Car, disons-le, dans notre inconscient, cet enfant devient porteur de nos espoirs, parfois même de nos réparations. Il réussira là où nous avons échoué. Il sera notre fierté dans la société. Il nous “renarcissisera”. Et plus tard, peut-être, il prendra soin de nous — un retour sur investissement, presque.
Mais alors… qu’en est-il d’un enfant handicapé, vu à travers ce prisme ? Un "flop" total, selon la logique humaine ?
C’est dur à dire, mais c’est ainsi que certains le ressentent. Moi aussi, j’imaginais un fils érudit, brillant en Torah, rayonnant de savoir et de sagesse...
Mais Hachem, dans Sa Grandeur, m’a confié un autre défi : celui d’élever un enfant particulier, avec des besoins spécifiques. Ce chemin m’a appris l’humilité, la patience, et surtout l’amour inconditionnel : ressources précieuses pour accompagner un être aussi unique que ma fille.
Je suis profondément fière d’elle. Elle ne fera peut-être pas Harvard, mais lorsqu’elle s’est retournée pour la première fois ou qu’elle a commencé à ramper, j’ai crié de joie.

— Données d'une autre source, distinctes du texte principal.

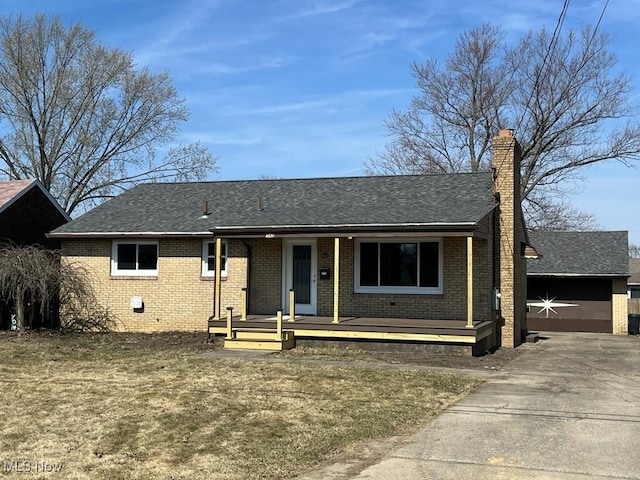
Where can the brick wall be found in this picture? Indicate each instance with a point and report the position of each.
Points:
(451, 304)
(177, 299)
(512, 264)
(265, 284)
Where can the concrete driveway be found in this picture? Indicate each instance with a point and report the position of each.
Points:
(568, 408)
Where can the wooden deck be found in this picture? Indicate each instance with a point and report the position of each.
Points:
(366, 328)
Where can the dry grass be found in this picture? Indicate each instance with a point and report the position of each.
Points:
(143, 407)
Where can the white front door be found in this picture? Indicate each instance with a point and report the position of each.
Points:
(300, 267)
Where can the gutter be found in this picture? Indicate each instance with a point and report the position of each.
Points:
(70, 235)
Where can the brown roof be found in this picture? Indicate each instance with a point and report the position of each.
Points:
(10, 189)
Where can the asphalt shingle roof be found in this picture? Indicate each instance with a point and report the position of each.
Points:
(381, 200)
(10, 189)
(580, 253)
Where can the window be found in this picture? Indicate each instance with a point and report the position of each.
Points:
(398, 266)
(209, 259)
(134, 258)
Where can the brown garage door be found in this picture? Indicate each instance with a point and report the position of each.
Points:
(569, 304)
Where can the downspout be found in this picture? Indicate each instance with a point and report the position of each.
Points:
(248, 279)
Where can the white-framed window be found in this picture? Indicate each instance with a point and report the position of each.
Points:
(135, 258)
(406, 265)
(209, 259)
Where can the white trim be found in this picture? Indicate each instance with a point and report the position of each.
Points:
(205, 272)
(287, 276)
(128, 234)
(398, 290)
(574, 275)
(115, 272)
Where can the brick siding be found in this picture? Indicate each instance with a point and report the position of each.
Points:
(179, 298)
(512, 264)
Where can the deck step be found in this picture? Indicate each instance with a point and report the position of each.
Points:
(247, 340)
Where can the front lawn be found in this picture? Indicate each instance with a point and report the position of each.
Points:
(134, 406)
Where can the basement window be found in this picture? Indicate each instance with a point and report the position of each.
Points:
(134, 258)
(412, 266)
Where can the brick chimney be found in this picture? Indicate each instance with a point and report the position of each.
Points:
(511, 264)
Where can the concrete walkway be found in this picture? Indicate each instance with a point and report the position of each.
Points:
(568, 408)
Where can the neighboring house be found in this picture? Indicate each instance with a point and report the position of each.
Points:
(579, 284)
(27, 213)
(433, 258)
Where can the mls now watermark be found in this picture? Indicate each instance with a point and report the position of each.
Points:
(27, 466)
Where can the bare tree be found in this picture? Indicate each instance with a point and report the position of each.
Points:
(82, 119)
(37, 276)
(561, 94)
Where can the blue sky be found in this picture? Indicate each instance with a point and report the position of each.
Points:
(301, 88)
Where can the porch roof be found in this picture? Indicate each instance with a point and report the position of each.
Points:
(447, 202)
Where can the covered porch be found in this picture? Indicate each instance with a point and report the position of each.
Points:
(317, 288)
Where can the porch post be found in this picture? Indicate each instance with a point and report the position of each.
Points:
(292, 305)
(218, 279)
(469, 282)
(336, 280)
(243, 301)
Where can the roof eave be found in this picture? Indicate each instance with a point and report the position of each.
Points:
(79, 235)
(345, 230)
(590, 275)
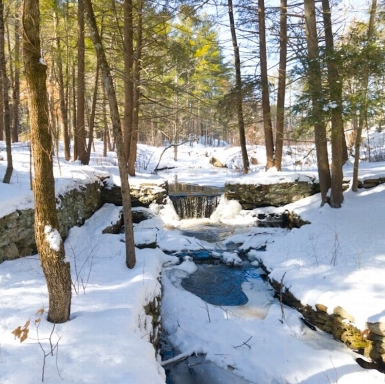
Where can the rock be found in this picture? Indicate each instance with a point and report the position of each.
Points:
(216, 163)
(253, 196)
(341, 312)
(377, 328)
(321, 308)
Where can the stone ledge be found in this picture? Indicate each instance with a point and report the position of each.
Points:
(370, 342)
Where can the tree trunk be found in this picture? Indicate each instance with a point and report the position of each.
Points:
(363, 110)
(49, 243)
(315, 89)
(1, 108)
(238, 80)
(281, 86)
(337, 125)
(80, 119)
(128, 56)
(62, 97)
(136, 94)
(16, 83)
(74, 113)
(267, 125)
(116, 126)
(91, 122)
(7, 113)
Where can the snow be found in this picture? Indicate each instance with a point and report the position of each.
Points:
(337, 260)
(53, 238)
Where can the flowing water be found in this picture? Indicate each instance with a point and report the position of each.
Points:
(217, 284)
(194, 201)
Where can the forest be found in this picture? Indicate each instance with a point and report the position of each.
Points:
(86, 80)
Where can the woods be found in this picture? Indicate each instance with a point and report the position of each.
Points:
(172, 70)
(240, 73)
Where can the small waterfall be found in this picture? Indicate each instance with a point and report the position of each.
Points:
(194, 206)
(194, 201)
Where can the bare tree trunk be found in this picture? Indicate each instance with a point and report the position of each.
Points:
(48, 240)
(337, 125)
(268, 127)
(281, 86)
(91, 122)
(80, 119)
(116, 126)
(7, 113)
(136, 94)
(1, 108)
(62, 98)
(363, 110)
(74, 113)
(315, 88)
(238, 80)
(16, 83)
(129, 76)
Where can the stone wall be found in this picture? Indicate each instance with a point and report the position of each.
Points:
(17, 235)
(141, 196)
(252, 196)
(369, 342)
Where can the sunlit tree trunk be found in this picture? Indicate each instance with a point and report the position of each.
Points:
(91, 120)
(267, 125)
(62, 97)
(128, 56)
(7, 112)
(81, 86)
(16, 82)
(49, 243)
(136, 94)
(238, 80)
(1, 108)
(116, 126)
(363, 110)
(337, 126)
(281, 86)
(315, 89)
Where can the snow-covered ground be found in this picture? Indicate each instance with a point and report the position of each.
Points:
(338, 259)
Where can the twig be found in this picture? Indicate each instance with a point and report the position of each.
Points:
(244, 343)
(280, 297)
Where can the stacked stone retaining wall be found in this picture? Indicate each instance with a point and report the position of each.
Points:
(17, 234)
(369, 341)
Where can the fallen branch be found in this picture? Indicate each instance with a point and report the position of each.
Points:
(244, 343)
(180, 357)
(164, 150)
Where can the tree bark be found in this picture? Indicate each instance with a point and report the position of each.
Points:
(91, 120)
(116, 126)
(136, 94)
(16, 83)
(315, 89)
(281, 86)
(363, 110)
(128, 56)
(7, 112)
(1, 108)
(267, 124)
(337, 125)
(80, 119)
(238, 85)
(62, 97)
(49, 243)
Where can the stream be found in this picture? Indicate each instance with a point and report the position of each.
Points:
(240, 286)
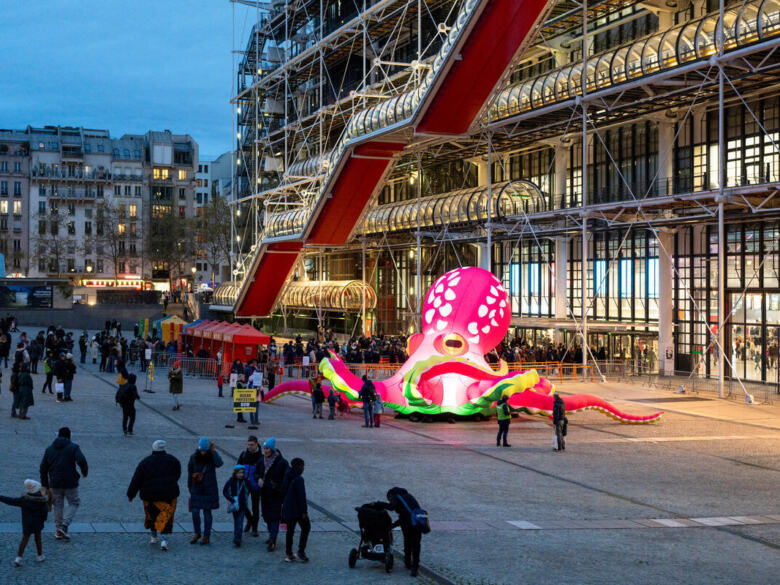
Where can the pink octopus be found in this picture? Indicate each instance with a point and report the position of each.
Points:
(466, 314)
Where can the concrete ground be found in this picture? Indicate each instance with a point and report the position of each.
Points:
(693, 499)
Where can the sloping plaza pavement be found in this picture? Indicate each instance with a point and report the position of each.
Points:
(693, 499)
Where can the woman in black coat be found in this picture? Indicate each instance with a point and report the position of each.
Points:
(270, 473)
(203, 486)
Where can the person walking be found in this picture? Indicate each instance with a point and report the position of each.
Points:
(69, 372)
(333, 400)
(126, 395)
(156, 478)
(402, 503)
(23, 399)
(176, 384)
(318, 396)
(367, 396)
(35, 508)
(504, 415)
(235, 491)
(379, 410)
(271, 472)
(59, 475)
(559, 423)
(48, 369)
(204, 489)
(250, 458)
(295, 510)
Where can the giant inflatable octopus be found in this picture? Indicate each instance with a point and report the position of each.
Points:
(465, 315)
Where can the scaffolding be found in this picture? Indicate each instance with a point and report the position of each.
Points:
(316, 80)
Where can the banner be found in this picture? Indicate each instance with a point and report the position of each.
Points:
(244, 400)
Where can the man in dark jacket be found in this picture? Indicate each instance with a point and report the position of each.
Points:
(157, 478)
(126, 396)
(295, 510)
(270, 473)
(367, 395)
(559, 421)
(58, 473)
(402, 503)
(250, 459)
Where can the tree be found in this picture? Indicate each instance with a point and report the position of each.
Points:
(170, 242)
(56, 239)
(213, 233)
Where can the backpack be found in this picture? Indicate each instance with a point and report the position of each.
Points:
(419, 517)
(121, 395)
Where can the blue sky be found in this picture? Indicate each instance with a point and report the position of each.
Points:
(127, 66)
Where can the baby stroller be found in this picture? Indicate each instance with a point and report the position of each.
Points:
(376, 536)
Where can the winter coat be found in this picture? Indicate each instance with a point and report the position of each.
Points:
(204, 495)
(58, 466)
(35, 509)
(157, 478)
(395, 504)
(559, 410)
(236, 487)
(175, 381)
(24, 395)
(271, 495)
(294, 490)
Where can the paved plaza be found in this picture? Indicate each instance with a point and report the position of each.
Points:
(693, 499)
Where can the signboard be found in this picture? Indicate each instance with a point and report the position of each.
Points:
(244, 400)
(26, 296)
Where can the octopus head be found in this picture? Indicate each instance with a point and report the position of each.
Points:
(466, 313)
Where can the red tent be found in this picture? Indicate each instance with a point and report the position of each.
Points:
(195, 334)
(242, 343)
(217, 337)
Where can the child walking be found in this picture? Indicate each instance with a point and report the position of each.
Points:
(236, 490)
(35, 509)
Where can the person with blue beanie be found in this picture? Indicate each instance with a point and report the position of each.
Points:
(203, 486)
(270, 472)
(235, 491)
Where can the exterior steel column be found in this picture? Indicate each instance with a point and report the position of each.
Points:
(665, 302)
(561, 290)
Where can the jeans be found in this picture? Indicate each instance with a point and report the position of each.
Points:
(64, 516)
(128, 418)
(238, 524)
(305, 525)
(207, 519)
(412, 538)
(503, 429)
(273, 529)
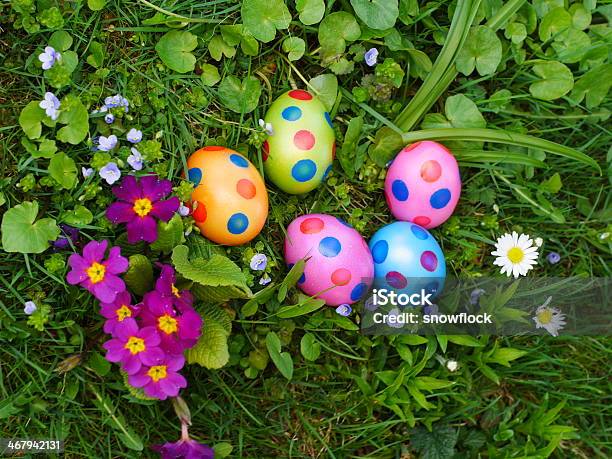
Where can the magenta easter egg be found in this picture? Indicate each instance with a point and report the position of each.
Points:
(339, 268)
(423, 184)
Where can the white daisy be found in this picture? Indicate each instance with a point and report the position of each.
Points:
(515, 254)
(551, 319)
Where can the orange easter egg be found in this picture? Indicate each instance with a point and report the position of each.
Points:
(230, 200)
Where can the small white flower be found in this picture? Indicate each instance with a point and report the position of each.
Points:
(551, 319)
(515, 254)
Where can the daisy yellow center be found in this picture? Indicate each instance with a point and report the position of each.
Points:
(167, 324)
(135, 345)
(516, 255)
(96, 273)
(142, 207)
(123, 313)
(158, 372)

Chaque petite victoire est pour nous un grand triomphe. Et elle mérite d’être célébrée.
Je l’aime pour sa force de vie, pour sa volonté de se battre malgré les obstacles. Parce qu’elle est vulnérable, j’ai envie de la protéger.
Et parce que ce n’est pas toujours facile, moi aussi, j’ai besoin de force. Je la puise dans la Torah. Je me connecte à nos Imaot, nos mères fondatrices, qui ont connu, elles aussi, de grandes épreuves.
Rivka, enceinte, ressentait déjà la tension de deux nations en elle. Elle souffrait tant que, selon Rachi, elle se demandait : « Pourquoi ai-je désiré cette grossesse ? » Une pensée que l’on n’oserait pas attribuer à une Matriarche ! Et pourtant, elle l’a eue. Car nos Imaot étaient profondément humaines, habitées par une palette d’émotions.
Alors, Rivka a prié. Elle s’en est remise à Dieu, à la prière, ce refuge puissant dans l’épreuve.
Ra’hel aussi a connu la stérilité. Elle a supplié Ya’akov : « Donne-moi des enfants, sinon je mourrai. » Une parole d’une intensité incroyable, qui dit tout de la douleur de l’attente, du désir, et de la foi mêlée à la détresse.
J’aime la Torah pour cela. Parce qu’elle ne nie pas la souffrance. Elle ne la gomme pas. Elle lui donne un espace, une légitimité. Elle reconnaît que la foi ne chasse pas les émotions, mais qu’elle nous apprend à les traverser avec courage.
Comme le dit le Chlité Guiborim :
« Toute personne qui pleure pendant ses prières, les étoiles et les astres pleurent avec elle, et sa prière est agréée. »
Oui, nos Imaot nous rappellent que vulnérabilité, souffrance et espérance peuvent cohabiter. Et que la Émouna, la foi véritable, n’est pas une certitude froide, mais une lumière douce et tenace qui nous guide dans les moments les plus sombres.